Com uma rotina atribulada, resolveu entrar no TikTok com o tempo livre do isolamento e para fazer parte do que as amigas tanto falavam e comentavam. “Não tinha expectativa de ficar postando muito, mas peguei gosto e hoje posto de tudo: minha rotina, danças e meu trabalho.”
Um de seus vídeos com maior repercussão foi em que fez uma dança sensual. Ela ressalta que muitas pessoas têm dúvidas quanto à vida sexual de pessoas com deficiência e o quanto é importante desconstruir a ideia de invalidez que muita gente ainda preserva.
Para a atleta, o isolamento social ressaltou que não temos controle da vida e, por isso, precisamos aproveitar e valorizar cada momento. No TikTok, ela gosta de ver vídeos que a façam sorrir e se desligar da negatividade.
Fã dos filtros, que a livram de ter que usar maquiagem sempre que grava, avalia que as redes sociais têm ligado as pessoas ao mundo e permitido que se sintam menos solitárias. “Vejo muitos idosos e acho válido, pois o divertimento deles era sair de casa, estar com os netos e amigos, e, graças à internet, podem se distrair e se sentir amados.”
Divertimento em família
Para a família da assessora Ruzielde Aparecida de Souza, 54 anos, o TikTok é uma fonte de diversão, mas vai muito além da distração. O aplicativo funciona, também, como forma de terapia alternativa durante o isolamento social. Na rede social há três anos, Roze, como é conhecida, tem feito diversos vídeos com a filha, a atriz Maju Souza, 20 anos, e o marido, o aposentado João Henrique Rucinski, 58, que sofreu um AVC e começou a recuperar os movimentos de um ano para cá.

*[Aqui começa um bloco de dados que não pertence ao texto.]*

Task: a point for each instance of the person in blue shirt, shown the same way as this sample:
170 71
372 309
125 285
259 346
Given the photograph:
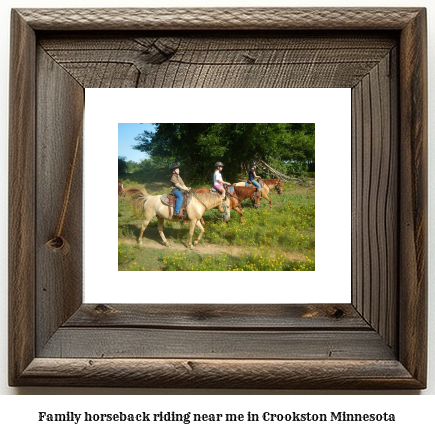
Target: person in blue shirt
177 185
253 176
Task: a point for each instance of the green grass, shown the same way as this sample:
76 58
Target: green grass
260 260
268 236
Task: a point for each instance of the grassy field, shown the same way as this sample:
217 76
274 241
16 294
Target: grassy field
277 239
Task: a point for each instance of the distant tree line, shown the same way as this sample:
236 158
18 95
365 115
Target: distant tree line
197 147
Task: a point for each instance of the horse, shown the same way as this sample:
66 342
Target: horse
120 188
152 206
264 190
236 198
274 183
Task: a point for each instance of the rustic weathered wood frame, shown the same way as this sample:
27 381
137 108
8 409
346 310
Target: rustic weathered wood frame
377 341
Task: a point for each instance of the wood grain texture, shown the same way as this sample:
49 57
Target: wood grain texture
228 374
220 18
95 342
60 105
220 317
21 198
378 342
375 199
413 196
235 60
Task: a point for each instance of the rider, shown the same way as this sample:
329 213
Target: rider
218 182
177 186
253 175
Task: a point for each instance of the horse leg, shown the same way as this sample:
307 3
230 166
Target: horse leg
191 230
240 211
264 196
144 226
162 235
198 223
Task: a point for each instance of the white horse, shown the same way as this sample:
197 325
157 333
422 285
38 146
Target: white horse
152 206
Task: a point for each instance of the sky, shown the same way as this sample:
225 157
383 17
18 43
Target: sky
126 135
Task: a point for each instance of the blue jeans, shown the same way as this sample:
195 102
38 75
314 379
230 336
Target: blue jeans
179 201
256 184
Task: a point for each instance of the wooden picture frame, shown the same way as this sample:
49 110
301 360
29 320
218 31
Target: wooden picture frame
376 342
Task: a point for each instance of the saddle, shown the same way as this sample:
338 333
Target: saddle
250 184
228 189
169 201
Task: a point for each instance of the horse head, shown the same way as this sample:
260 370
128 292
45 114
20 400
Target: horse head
225 209
255 198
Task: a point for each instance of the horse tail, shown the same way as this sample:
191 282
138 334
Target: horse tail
138 197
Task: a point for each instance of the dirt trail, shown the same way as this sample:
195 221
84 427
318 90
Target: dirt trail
210 249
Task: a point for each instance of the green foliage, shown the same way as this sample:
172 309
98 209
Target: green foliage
260 260
122 165
281 238
197 147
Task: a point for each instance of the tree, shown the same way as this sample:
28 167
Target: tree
198 146
122 165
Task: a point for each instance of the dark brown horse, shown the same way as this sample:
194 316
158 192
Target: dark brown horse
236 195
274 183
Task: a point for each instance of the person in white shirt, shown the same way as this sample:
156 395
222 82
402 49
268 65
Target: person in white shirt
218 182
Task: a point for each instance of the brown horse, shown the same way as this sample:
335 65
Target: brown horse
274 183
236 197
264 190
152 206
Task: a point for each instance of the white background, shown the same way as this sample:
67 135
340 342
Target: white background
415 411
329 109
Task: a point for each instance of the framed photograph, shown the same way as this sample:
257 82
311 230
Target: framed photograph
377 341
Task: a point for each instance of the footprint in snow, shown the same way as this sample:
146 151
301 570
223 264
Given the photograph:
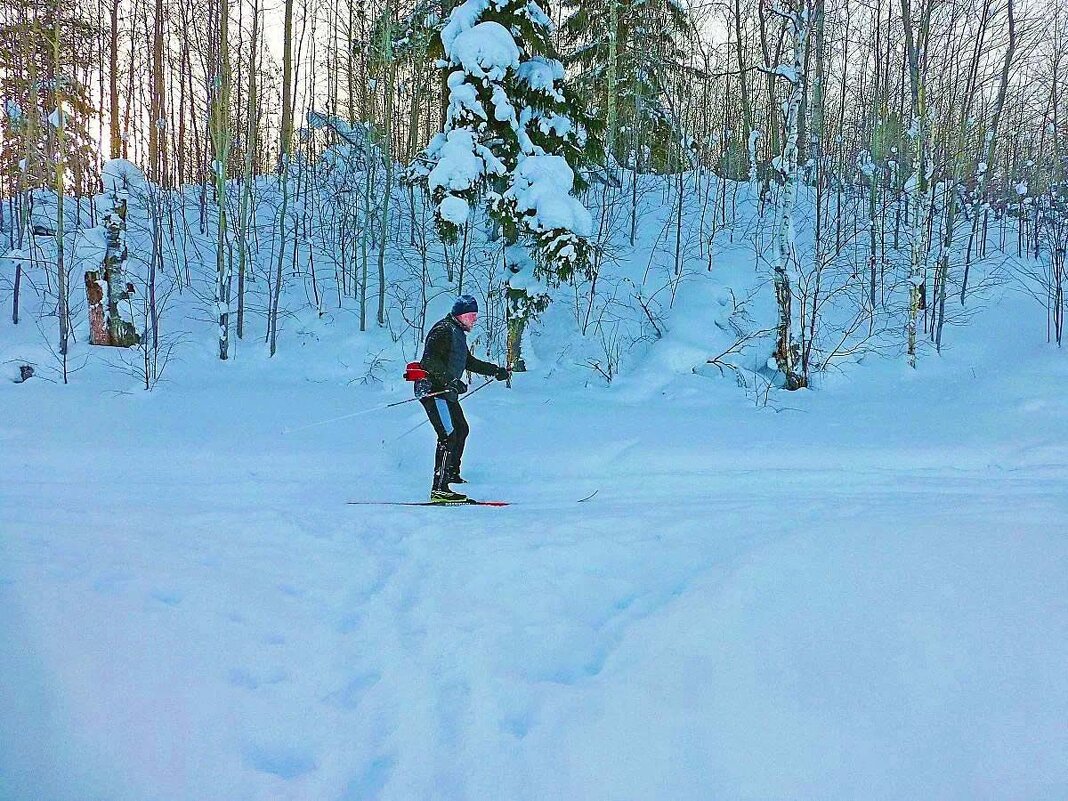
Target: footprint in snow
170 597
368 783
112 583
350 695
253 680
285 762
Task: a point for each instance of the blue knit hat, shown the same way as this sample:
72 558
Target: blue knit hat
465 304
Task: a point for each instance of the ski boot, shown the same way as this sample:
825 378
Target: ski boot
446 496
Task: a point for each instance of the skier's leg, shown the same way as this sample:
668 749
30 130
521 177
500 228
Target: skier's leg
460 430
438 412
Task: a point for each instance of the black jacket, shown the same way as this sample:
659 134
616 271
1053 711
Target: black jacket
446 356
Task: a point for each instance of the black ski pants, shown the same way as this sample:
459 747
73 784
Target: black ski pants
446 417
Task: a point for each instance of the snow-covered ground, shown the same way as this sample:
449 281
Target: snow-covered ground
857 592
854 593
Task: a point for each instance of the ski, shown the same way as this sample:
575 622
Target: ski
468 502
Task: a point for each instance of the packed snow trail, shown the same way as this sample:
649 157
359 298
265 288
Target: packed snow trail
750 608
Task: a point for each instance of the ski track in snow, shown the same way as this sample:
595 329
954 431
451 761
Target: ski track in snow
726 618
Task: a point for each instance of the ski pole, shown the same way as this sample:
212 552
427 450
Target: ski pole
421 423
362 411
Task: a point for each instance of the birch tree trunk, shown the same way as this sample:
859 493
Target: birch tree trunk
786 348
221 138
917 189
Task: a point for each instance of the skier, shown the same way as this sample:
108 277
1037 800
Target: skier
445 357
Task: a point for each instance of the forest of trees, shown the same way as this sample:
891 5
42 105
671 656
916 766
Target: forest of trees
889 145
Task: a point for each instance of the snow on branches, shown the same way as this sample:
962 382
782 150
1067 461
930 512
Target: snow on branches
513 134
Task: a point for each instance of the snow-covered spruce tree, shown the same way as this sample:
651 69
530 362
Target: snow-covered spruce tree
787 356
624 51
513 139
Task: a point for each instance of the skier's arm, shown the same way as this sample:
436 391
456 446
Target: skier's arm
480 367
436 356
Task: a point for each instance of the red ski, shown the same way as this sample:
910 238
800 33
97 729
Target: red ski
468 502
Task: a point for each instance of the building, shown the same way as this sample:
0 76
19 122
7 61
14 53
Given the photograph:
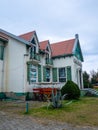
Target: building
26 63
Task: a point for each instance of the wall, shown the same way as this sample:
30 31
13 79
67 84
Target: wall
14 66
70 61
1 74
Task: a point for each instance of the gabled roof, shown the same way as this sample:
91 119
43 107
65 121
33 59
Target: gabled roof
43 45
63 48
27 36
13 36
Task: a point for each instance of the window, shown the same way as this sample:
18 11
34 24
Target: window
33 73
48 74
32 52
62 75
1 52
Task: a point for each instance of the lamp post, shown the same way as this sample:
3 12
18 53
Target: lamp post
24 66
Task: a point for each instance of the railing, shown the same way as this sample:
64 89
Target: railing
49 61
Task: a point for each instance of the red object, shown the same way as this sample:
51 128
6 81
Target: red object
62 48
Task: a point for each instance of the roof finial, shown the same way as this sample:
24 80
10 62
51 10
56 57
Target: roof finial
76 36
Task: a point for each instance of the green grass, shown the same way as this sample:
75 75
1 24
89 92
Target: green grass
81 112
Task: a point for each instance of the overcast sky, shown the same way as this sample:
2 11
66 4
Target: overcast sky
55 20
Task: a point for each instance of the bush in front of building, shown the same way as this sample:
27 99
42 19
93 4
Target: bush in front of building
71 90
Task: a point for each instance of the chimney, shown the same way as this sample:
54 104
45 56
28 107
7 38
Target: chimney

Ela conta que as dublagens, os desafios e as danças ajudam João a trabalhar a área motora e cognitiva, além de os deixarem extremamente feliz. “Alguns vídeos ele mesmo pede para fazer, pois o ajudam a se sentir mais seguro de si e confiante. Fica muito feliz com os comentários de incentivo, de apoio, e isso ajuda muito na superação. Tornou-se um app que me faz acreditar em um mundo melhor”, conta Roze.
Em junho, a família fez um desafio para trabalhar a coordenação motora fina e cognitiva. A cada erro cometido por Roze e Maju, João podia maquiá-las como quisesse. A terapia e a diversão foram garantidas. Além do processo terapêutico para João, o Tik Tok é onde Roze busca e ensina receitas diferentes e como se sente mais livre, mesmo estando dentro de casa. Poder mostrar para as pessoas o que sente, pensa e gosta faz com que a assessora se sinta menos solitária.
Vídeos mais sérios, de reflexão e lições de vida também são alguns dos conteúdos curtidos por Roze, além de imagens de grandes ondas e praias distantes. Para ela, a diversidade de material e de usuários permite uma interação benéfica entre idosos e jovens, por exemplo. “Você vê uma troca genuína, as pessoas comentam, elogiam, são gentis, incentivam e fazem com que o outro se sinta lindo e amado.”